Autant appeler les choses par leur nom : il fait un joli temps de merde, et le printemps, c'est pas demain matin. Nan nan nan, les jupettes restent au placard, les tuniques sans pull, on attend un peu (non, je regrette, moi, même si je mets un sous pull en dessous, je me gèle...) Tiens, ça me fait remarquer que je ne vous ai toujours pas fait profiter d'une réflexion de fond que je mène depuis 2 ou 3 ans : "pourquoi les marques s'obstinent-elles de plus en plus à nous vendre des vêtements d'été en plein hiver", mais ça fera l'objet d'un billet à part.
Mais je m'égare. Je disais donc que nous entrions dans la phase critique de l'hiver, celle où on a nettement l'impression qu'il ne finira jamais. L'heure est donc à la ruse mes petits amis, car non, la déprime saisonnière ne passer pas par moi (enfin si, mais c'est justement pour ça que j'ai développé des techniques de survie). Alors je vous livre ma trouvaille d'hier soir. Qui pour une fois ne se mange pas. Non, parce que vous ne pensez tout de même pas que je vais vous faire avaler qu'en mangeant des pâtes c'est un peu comme l'Italie à la maison. Et puis ce n'est pas parce que je refuse de brouter du jus de poireaux allongée pendant deux jours que je vais me gaver de chocolat non plus (eh eh, à un moment donné de l'année, on se retrouve toujours en maillot de bain, c'est fatal).
Hier soir, pendant que je préparais mon fameux flan de carottes à la maisonnée, je me cherchais une musique d'ambiance, histoire de me donner du coeur à l'ouvrage (parce que j'allais devoir attaquer les bains juste après, et que j'ai une montagne de repassage que je vous dis pas). Et je suis tombée sur un disque que je n'avais pas écouté depuis des années. Lady Soul d'Aretha Franklin. Mais quelle merveille ce truc !!! Sans doute avez vous écouté, réécouté jusqu'à la nausée Freedom (la chanson qu'elle chante dans les blues brothers) et Respect (écoutez la version d'Ottis Reding, je la préfère, et de loin).

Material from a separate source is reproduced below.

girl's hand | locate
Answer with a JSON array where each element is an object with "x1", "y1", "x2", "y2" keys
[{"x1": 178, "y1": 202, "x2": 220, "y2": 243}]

Cet album présente déjà le très net avantage de ne pas être une compilation, mais un enregistrement de 1968, avec des titres que vous avez forcément entendus comme "Chain of fools" (mais si, vous savez chai-chai-chaiiiiiin), "You make me feel like a natural woman". C'est moins animal que du James Brown, mais ça vous colle la banane illico. Bon, un seul bémol, Aretha chante trop haut pour moi, je suis condamnée à faire les choeurs, mais c'est pas si grave. Et puis ce que j'adore dans sa façon de chanter, justement, c'est que c'est une diva digne. Je m'explique. On sent qu'elle a commencé dans les églises à chanter du gospel en robe très large (taillée par citronille?) et plein de gens qui crient "amen oh lord". Elle a une puissance vocale... bon, une grosse puissance quoi. Mais ce n'est pas virtuose et gratuit, ça s'arrête juste là où il faut. Pas de bavure qui dégouline façon rnb dégueulasse. Non, brut.
Roots mais civilisé.
Brillant mais pas bling bling.
Classe.
Lady soul.
Amen.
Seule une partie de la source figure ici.